- Occupation: Skald
- Writing career
- Language: Old Norse
- Years active: 9th century
- Period: Viking Age
- Notable works: Hrafnsmál, Glymdrápa
- Literary movement: Skaldic poetry

= Þorbjǫrn hornklofi =

9th-century Norwegian skald

Þórbjǫrn hornklofi (Modern Norwegian: Torbjørn Hornklove; note that hornklofi is a nickname, not a surname) was a 9th-century Norwegian skald and one of the court poets of King Harald Fairhair. His poetry has sometimes been regarded as a contemporary source of information regarding King Harald, although it is only preserved embedded within 13th and 14th century king's sagas.

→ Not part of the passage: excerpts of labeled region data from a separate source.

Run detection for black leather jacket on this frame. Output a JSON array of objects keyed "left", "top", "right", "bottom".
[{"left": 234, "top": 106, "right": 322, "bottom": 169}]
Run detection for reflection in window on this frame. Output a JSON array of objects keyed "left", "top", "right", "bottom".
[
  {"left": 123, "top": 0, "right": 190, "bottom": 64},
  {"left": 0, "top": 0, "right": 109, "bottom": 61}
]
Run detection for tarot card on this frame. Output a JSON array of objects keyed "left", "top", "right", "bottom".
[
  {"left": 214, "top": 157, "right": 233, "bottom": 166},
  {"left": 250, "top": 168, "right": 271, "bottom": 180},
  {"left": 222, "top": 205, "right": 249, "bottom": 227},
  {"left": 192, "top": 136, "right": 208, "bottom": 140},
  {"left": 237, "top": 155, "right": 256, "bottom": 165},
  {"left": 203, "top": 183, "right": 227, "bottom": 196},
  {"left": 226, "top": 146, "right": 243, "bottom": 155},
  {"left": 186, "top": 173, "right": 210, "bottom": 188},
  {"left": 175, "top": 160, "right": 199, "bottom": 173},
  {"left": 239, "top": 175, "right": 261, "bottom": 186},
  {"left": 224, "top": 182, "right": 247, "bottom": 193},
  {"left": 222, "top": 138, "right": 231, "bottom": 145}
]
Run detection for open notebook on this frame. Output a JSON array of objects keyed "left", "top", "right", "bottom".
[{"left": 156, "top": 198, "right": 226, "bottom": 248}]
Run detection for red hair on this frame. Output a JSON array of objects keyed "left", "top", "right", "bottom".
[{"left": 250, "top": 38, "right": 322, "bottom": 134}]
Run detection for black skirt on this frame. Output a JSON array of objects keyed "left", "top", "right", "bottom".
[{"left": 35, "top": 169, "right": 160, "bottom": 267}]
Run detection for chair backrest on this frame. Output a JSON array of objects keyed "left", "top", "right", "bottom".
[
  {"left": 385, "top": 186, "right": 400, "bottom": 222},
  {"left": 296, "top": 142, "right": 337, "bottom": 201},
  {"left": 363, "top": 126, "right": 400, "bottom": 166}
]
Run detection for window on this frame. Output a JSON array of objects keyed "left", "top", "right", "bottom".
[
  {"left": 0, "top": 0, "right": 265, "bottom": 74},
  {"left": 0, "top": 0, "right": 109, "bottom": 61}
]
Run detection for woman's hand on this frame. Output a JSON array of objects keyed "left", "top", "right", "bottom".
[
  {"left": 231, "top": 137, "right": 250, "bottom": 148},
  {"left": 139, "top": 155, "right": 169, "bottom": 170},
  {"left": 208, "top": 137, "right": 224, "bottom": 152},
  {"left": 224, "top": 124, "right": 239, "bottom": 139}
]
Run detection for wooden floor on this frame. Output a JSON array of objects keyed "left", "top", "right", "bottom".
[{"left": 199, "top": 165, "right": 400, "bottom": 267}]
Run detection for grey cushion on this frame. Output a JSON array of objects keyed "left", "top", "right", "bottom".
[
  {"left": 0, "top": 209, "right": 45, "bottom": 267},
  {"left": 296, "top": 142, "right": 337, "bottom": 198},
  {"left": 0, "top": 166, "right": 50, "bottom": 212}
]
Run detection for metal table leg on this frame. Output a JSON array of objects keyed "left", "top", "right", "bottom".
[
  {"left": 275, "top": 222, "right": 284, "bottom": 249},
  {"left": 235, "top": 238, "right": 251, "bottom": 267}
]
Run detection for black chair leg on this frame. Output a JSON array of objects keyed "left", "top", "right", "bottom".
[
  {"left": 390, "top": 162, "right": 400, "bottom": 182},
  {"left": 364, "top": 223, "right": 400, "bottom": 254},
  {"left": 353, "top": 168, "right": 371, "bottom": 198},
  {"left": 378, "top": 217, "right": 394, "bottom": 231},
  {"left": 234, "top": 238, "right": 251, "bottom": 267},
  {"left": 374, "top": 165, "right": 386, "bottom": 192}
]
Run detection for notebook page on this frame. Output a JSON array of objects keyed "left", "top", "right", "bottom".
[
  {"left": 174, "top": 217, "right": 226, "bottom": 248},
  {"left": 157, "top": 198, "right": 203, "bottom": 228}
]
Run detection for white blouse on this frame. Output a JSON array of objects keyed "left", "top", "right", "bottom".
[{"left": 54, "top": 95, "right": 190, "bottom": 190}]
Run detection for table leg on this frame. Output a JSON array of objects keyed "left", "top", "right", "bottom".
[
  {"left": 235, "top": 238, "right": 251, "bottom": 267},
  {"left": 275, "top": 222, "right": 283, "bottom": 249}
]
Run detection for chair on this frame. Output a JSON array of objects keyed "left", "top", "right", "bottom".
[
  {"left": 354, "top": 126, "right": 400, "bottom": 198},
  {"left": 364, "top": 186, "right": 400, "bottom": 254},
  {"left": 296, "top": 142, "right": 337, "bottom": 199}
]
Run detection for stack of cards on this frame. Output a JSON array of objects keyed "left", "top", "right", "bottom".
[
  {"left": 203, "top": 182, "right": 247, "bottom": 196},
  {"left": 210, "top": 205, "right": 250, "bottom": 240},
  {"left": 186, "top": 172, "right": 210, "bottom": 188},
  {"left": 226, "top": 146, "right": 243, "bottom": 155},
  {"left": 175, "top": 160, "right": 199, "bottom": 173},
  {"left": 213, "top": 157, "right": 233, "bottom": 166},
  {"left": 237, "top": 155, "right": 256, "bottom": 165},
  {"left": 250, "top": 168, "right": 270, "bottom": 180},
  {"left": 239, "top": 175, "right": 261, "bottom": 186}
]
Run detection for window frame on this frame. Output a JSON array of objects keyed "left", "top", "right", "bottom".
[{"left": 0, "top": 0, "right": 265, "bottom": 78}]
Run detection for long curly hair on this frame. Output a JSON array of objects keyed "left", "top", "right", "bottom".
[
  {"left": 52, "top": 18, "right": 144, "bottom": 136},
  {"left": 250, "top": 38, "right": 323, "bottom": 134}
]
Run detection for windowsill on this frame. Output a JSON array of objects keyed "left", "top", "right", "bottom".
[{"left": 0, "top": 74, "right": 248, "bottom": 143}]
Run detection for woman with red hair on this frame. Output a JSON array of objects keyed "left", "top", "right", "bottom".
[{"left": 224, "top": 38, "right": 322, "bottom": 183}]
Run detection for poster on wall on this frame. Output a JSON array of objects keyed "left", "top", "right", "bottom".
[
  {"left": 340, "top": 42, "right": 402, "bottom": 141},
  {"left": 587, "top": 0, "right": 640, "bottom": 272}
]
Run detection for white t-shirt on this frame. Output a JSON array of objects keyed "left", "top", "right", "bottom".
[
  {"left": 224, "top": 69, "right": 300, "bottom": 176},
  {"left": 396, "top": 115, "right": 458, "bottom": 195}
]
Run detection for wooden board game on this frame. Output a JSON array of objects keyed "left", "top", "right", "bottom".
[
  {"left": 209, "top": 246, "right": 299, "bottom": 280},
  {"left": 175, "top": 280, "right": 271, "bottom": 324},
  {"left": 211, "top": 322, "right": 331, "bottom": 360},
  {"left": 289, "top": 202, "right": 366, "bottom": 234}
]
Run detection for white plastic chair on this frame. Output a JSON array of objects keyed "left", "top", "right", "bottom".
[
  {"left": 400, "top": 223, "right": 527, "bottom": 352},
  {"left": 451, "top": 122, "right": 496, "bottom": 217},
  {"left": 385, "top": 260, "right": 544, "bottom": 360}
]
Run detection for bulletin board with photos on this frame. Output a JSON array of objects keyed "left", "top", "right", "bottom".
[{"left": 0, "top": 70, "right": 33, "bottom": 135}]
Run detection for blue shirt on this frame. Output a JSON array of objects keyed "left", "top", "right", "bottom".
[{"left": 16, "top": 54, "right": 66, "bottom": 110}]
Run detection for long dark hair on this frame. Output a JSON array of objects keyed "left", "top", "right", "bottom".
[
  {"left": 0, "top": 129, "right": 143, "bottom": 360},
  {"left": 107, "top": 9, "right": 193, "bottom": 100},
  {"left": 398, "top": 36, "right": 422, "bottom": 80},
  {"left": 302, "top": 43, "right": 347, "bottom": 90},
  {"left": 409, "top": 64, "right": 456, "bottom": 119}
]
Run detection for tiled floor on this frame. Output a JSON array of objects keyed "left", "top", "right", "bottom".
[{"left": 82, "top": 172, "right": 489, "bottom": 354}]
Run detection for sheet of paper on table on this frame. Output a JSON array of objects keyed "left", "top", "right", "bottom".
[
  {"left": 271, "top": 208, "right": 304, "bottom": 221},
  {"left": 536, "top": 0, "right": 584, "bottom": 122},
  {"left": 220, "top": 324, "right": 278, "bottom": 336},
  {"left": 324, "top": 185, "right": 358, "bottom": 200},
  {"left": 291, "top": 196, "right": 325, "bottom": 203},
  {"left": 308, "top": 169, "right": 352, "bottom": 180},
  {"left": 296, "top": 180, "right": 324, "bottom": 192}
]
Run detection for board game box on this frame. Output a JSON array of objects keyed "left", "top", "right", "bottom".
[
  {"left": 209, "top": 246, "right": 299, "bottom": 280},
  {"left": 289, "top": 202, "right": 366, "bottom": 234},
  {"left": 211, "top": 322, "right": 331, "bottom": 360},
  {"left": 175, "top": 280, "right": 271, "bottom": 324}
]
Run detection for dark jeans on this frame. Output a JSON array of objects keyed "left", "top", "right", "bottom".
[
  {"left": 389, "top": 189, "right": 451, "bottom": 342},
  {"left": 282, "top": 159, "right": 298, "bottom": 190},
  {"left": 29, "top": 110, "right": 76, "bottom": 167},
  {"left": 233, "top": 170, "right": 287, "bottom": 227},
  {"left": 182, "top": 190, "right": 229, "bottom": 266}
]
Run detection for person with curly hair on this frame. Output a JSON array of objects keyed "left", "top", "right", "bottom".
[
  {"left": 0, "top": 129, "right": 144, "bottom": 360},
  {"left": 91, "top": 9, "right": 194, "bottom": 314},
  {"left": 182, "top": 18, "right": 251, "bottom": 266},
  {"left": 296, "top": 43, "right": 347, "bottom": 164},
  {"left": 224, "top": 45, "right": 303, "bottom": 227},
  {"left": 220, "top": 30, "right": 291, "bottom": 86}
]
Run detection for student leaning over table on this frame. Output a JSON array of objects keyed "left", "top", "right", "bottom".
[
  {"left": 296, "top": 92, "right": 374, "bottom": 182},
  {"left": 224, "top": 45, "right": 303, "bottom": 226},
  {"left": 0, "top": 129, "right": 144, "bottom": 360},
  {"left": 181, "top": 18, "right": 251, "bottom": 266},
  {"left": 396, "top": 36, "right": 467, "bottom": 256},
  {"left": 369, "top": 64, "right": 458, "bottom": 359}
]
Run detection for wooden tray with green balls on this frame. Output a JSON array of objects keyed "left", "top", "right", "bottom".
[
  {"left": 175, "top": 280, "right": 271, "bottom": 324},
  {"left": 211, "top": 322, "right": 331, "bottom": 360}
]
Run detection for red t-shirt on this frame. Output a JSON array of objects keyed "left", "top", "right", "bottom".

The two skaldic poems by him which are preserved, both only in excerpts, are Hrafnsmál and Glymdrápa. The first poem, which utilizes verse form málaháttr, describes life at Harald's court, mentions that he took a Danish wife, and that he won a victory at the Battle of Hafrsfjord. The second is the earliest preserved drápa in regular dróttkvætt, and relates a series of battles Harald won during the consolidation of his rule of Norway.

==Translations==
- Kershaw, Nora (1922) Anglo-Saxon and Norse Poems. The University Press
- The Lay of Harold in Hollander, Lee Milton (1936) Old Norse Poems: The Most Important Nonskaldic Verse Not Included in the Poetic Edda
- R. D. Fulk 2012, ‘(Biography of) Þorbjǫrn hornklofi’ in Diana Whaley (ed.), Poetry from the Kings’ Sagas 1: From Mythical Times to c. 1035. Skaldic Poetry of the Scandinavian Middle Ages 1. Turnhout: Brepols, p. 73.